Although the theory has long been held as conventional wisdom by some, Hekimi said he "stands the theory on its head" by showing in his experiment that increasing free radical production did not necessarily speed up aging.
The McGill scientists treated worms with the herbicide paraquat, which is so toxic to humans and animals it has been banned by the European Union, in order to boost their production of free radicals.
Hekimi discovered that the worms actually lived 60 per cent longer after exposure to the chemical than those that were left alone.
"Quite considerable if you think of people," Hekimi told CBC News.
Don't try this at home
What’s more, giving the worms antioxidants — long touted by some health professionals as helping to stave off death — instead shortened the modified worms’ longer lifespans by as much as 40 per cent.
"When we used poison, we actually prolonged the lifespan of normal animals," he said. "When we mimic what the mutants are doing, which is increase free radicals, we actually have normal animals live longer."
But don’t try this at home, he cautioned.
"We are just saying, during aging, stuff happens, including this free radical elevation, which is an attempt to combat aging. But that doesn’t tell you what aging is."
'If you ask most people on the street what causes aging, many would say free radicals, but it's a complex story.' —Dr. Siegfried Hekimi, McGill University
The production of mitochondrial free radicals may actually protect organisms from the damage of cells associated with aging, he said.
"It also suggests that free radical generation and aging are correlated because free radical generation is a positive reaction.

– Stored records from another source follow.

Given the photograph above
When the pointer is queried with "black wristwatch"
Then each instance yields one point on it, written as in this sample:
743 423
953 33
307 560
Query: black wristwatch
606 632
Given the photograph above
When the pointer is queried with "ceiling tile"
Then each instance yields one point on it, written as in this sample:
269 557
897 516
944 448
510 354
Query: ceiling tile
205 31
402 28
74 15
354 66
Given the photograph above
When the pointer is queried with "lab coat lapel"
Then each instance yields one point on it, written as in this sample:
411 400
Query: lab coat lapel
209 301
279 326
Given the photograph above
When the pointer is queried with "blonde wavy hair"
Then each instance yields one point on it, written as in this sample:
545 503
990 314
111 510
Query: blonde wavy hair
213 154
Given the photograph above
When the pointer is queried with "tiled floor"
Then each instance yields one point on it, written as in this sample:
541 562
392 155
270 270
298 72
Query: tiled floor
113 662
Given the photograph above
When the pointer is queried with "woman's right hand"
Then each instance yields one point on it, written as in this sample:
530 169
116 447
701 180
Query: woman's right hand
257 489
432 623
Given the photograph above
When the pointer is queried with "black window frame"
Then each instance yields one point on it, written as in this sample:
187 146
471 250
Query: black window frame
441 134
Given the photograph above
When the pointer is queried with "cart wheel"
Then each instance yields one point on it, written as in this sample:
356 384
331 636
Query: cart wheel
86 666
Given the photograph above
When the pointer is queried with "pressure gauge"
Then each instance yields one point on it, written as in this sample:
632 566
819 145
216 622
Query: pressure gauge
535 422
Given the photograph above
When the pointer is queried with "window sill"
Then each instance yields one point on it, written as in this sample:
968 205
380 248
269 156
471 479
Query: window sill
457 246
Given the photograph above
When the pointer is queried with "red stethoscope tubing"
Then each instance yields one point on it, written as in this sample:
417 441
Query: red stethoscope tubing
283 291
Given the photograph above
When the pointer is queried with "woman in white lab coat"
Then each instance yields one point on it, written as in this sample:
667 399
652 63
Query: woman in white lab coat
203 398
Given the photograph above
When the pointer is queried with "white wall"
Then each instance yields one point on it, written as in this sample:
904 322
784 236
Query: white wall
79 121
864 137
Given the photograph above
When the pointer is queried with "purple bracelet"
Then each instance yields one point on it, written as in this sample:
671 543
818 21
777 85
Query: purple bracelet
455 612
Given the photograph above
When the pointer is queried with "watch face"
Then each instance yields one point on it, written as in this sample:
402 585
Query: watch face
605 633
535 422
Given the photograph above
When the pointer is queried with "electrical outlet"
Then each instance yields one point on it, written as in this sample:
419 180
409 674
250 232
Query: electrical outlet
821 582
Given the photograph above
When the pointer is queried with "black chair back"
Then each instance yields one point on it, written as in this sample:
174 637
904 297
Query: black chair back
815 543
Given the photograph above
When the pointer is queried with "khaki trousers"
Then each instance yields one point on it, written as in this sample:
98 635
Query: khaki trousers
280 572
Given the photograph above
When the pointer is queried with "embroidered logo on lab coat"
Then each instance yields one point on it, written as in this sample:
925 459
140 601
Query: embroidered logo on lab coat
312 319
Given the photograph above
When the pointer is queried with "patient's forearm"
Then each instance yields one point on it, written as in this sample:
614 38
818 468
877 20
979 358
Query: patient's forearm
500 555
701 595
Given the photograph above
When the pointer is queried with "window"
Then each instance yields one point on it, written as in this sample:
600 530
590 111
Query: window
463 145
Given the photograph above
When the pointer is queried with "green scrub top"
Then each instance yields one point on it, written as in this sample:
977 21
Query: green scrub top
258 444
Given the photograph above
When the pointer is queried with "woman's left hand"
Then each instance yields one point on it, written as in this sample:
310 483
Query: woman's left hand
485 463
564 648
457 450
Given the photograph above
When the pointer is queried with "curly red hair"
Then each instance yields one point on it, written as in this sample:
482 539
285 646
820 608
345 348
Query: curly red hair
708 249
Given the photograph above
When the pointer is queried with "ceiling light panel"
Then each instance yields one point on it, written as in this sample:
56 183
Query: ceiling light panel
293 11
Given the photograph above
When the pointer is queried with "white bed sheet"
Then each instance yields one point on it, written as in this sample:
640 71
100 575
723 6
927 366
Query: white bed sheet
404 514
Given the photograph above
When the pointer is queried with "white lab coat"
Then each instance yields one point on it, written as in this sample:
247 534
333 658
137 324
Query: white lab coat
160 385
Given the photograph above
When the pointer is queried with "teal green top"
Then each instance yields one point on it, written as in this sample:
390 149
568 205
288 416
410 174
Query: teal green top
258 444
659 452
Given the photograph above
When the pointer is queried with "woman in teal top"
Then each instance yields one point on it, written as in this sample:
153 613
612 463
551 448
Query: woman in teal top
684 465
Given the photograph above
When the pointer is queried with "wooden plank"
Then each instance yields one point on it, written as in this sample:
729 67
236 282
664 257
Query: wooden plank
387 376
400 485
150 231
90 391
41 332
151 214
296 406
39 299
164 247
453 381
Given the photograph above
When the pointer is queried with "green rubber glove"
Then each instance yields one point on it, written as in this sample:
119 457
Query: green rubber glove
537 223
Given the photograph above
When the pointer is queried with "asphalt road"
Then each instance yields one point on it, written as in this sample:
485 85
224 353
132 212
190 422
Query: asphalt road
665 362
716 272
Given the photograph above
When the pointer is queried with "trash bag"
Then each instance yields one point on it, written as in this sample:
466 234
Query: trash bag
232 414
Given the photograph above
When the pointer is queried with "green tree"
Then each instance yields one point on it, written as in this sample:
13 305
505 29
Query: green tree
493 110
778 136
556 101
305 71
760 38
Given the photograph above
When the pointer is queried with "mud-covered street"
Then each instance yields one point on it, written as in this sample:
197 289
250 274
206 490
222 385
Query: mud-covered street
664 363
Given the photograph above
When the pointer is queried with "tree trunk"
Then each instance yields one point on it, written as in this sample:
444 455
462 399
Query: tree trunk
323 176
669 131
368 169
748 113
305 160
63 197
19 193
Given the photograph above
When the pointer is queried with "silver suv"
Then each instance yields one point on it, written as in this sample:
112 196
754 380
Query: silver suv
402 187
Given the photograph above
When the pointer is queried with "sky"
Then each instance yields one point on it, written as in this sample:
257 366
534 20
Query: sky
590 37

It’s an attempt to turn on stress responses to fight the damage that accumulates during aging."
He suggested that taking antioxidants such as vitamin C, meanwhile, may actually be "misguided." As far as it goes for attempting to prolong life, they may not be the answer. Such vitamins could actually be a factor of resistance as they soak up free radicals like a sponge.
Antioxidants shortened long lifespans
Hekimi acknowledged there might be situations where antioxidants are beneficial to some people.
"It’s just a reasonable conclusion that at the very least it has to be examined very critically," he said.
Both vitamin C and N-acetyl-cysteine antioxidants shortened the lifespan of the mutant worms, yet had no effect on normal worms.
Hekimi called for further study to find out how the data might change our current understanding of the link between aging and oxidative stress.
"Free radicals are clearly involved, but maybe in a very different way than in the way people used to think," he said.
'If you ask most people on the street what causes aging, many would say free radicals, but it’s a complex story.'—Dr. Siegfried Hekimi, McGill University Department of Biology
Dr. Denham Harman, an emeritus professor of internal medicine at the University of Nebraska Medical Center, developed the free radical theory of aging in 1954. It's still considered the most widely accepted theory on aging.
"It’s really hard to have people accept that because it’s really entered the public’s consciousness," Hekimi said. "If you ask most people on the street what causes aging, many would say free radicals, but it’s a complex story."
In recent years, the theory has been challenged by various scientists, including a separate group studying worms at Palo Alto’s Stanford University.
Others have weighed in that aging cannot be caused only be free radicals, arguing that lifestyle choices, environment and genetics also play major roles.
In November, Dr. Maydianne Andrade, an associate professor of biology at the University of Toronto published findings on dietary restrictions of female spiders that suggested eating less contributed to living longer.
And in February, researchers at McMaster University in Hamilton experimented with a cocktail of 30 dietary supplements that seemed to delay the aging process of mice.